Dr. Muhammad H. Zaman is an Assistant Professor of Biomedical Engineering at Boston University. He also holds appointments in the Department of Medicine in the Boston University of School of Medicine and at the Center for Global Health at the BU School of Public Health.Prof. Zaman is the faculty advisor for the EWB chapter at Boston University, creator of the 100 x 100 global health initiative and is also the founding director of the first biomedical engineering department in Zambia that he is founding with the help of the school of medicine and the school of engineering at the University of Zambia
He received his PhD in Physical Chemistry from the University of Chicago as a Burroughs-Wellcome Fellow in 2003 and was Herman and Margaret Sokol Foundation Post-Doctoral Fellow from 2003-2006 at MIT and the Whitehead Institute.
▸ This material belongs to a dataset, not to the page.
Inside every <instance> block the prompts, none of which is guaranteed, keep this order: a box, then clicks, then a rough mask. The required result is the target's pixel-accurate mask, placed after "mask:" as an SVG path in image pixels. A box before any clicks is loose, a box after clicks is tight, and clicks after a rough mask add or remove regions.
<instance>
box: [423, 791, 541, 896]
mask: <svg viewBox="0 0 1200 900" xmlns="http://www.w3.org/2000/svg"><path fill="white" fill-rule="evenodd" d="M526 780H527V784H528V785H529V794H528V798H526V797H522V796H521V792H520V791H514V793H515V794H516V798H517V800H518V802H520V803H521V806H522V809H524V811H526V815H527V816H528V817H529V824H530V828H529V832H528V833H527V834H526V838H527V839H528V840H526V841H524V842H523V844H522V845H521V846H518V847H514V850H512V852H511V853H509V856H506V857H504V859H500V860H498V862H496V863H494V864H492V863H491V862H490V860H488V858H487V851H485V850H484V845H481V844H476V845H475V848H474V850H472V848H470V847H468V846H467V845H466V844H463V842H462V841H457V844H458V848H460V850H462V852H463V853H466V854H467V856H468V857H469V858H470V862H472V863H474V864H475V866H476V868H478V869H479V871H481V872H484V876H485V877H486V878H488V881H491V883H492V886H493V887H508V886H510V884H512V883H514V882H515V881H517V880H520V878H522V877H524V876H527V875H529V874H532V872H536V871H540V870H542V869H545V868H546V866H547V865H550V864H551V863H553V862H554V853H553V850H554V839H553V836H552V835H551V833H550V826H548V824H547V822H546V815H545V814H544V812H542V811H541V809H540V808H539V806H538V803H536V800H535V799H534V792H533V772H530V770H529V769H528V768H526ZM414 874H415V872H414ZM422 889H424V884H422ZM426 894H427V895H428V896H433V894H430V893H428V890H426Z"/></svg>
He has received numerous teaching and research awards including FEBS Young Investigator Award in Matrix Biology, CIMIT Research Award, American Society for Engineering Education Teaching Award, UT Austin College of Engineering Outstanding Teaching by Assistant Professor Award and the Regents Teaching Award which is the highest teaching award across the entire UT System. He serves on the editorial board of numerous journals.
The challenges in global health are not only healthcare challenges. Instead they affect local economies, national security, education and immigration. A sustainable system that is able to meet the needs of patients in both rural and urban areas requires smart engineering and innovation. In this talk I will focus on our recent efforts in creating simple solutions to pressing healthcare problems in Zambia in particular and sub-Saharan Africa in general. Our efforts have focused on developing tools and devices for biomedical applications in areas with poor sanitation, lack of clean water and unreliable electricity. We have also focused on developing multi-functional and versatile devices that cater to a variety of population ranging from infants to adults. I will also talk about our efforts to integrate these initiatives in engineering education, both in the US and in the developing countries in an effort to boost local capacity and a more service centric view of engineering education.